Until the few get a louder vice I don't see anything changing.  More places are getting codes adopted and the change is going to come.  Think the earthquake showed what happens without even a minimum code in place.

Here in AZ last week it snowed more in the upper elevations and guess what roof damage carports down, etc....  some never get inspected.

Just my 2 cents.


----------



## JBI (Jan 27, 2010)

Re: What are the Results!? New Homes Built in last 10 years.

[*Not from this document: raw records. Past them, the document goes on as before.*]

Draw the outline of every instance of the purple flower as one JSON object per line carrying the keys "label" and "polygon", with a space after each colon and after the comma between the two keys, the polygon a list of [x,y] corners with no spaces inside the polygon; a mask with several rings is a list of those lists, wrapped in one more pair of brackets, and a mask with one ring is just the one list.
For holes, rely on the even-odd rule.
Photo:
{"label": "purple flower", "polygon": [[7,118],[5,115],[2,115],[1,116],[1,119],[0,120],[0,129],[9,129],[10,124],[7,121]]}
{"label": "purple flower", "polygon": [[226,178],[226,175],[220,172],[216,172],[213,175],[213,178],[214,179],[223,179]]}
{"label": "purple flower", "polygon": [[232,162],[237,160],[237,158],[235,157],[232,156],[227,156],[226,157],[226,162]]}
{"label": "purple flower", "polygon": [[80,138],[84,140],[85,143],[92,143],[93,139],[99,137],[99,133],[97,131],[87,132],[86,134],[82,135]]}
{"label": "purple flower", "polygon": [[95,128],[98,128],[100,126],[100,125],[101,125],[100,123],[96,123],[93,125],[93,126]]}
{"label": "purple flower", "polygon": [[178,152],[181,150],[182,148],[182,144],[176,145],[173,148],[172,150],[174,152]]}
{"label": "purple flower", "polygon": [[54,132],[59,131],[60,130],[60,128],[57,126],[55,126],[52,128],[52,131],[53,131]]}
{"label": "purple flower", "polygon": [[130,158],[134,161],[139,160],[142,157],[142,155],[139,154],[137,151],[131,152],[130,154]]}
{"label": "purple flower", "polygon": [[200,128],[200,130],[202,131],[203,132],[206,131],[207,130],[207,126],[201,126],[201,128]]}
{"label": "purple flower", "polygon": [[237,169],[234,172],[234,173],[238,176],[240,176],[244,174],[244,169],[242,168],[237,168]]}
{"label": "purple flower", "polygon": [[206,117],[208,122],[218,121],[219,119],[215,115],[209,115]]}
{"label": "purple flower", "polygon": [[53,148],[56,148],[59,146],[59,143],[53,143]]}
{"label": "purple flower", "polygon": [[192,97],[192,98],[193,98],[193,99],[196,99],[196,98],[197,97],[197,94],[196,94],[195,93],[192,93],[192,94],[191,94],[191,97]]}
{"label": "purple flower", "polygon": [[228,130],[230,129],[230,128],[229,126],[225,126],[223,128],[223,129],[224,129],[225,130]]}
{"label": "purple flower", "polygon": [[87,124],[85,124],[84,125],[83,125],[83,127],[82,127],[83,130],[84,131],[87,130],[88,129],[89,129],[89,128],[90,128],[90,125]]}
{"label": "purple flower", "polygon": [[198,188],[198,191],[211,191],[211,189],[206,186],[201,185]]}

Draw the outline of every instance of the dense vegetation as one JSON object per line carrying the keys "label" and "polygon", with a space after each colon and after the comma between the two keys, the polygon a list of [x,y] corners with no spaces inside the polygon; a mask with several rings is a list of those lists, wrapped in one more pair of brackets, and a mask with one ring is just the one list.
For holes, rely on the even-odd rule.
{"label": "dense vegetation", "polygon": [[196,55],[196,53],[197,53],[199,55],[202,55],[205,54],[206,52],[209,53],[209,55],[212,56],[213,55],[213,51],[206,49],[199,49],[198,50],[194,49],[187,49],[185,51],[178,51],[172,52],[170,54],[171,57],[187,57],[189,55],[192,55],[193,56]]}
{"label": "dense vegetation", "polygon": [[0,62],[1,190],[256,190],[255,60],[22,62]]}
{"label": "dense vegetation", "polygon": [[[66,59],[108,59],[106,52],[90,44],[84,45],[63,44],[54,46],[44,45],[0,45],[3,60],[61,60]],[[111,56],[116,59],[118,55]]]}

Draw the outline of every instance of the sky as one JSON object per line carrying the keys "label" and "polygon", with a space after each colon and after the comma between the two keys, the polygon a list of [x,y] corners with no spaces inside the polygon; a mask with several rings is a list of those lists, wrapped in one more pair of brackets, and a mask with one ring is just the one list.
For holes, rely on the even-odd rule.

In this area the problems are not as severe. I have seen and heard of some problems, but for the most part the builders and the inspectors are pretty good. The homes are not killing their occupants in large numbers (or even small numbers    ). Many of these problems could be solved, but there are properties that are just too wet and provide the wrong climate for buildings. I don't know what to do about all the off-gassing. If I ever build another house, it'll be stone and/or log.


----------



## inspecterbake (Jan 28, 2010)

Re: What are the Results!? New Homes Built in last 10 years.

There are builders and then there's carpenters. If you want a home you hire a carpenter,plumber,electrican. If you want a house you hire a builder who uses subs that work for next to nothing so they can say they own there own buisiness. Today everything has to be done yesterday so instead of taking pride in your work you see if you can do it faster,cheaper and better than the next lowest guy. I have a builder that charges 50 an hour that brags about his work and I have a carpenter that charges 25 an hour that stands behind his work. The average home owner only hears what they want to not what they need to.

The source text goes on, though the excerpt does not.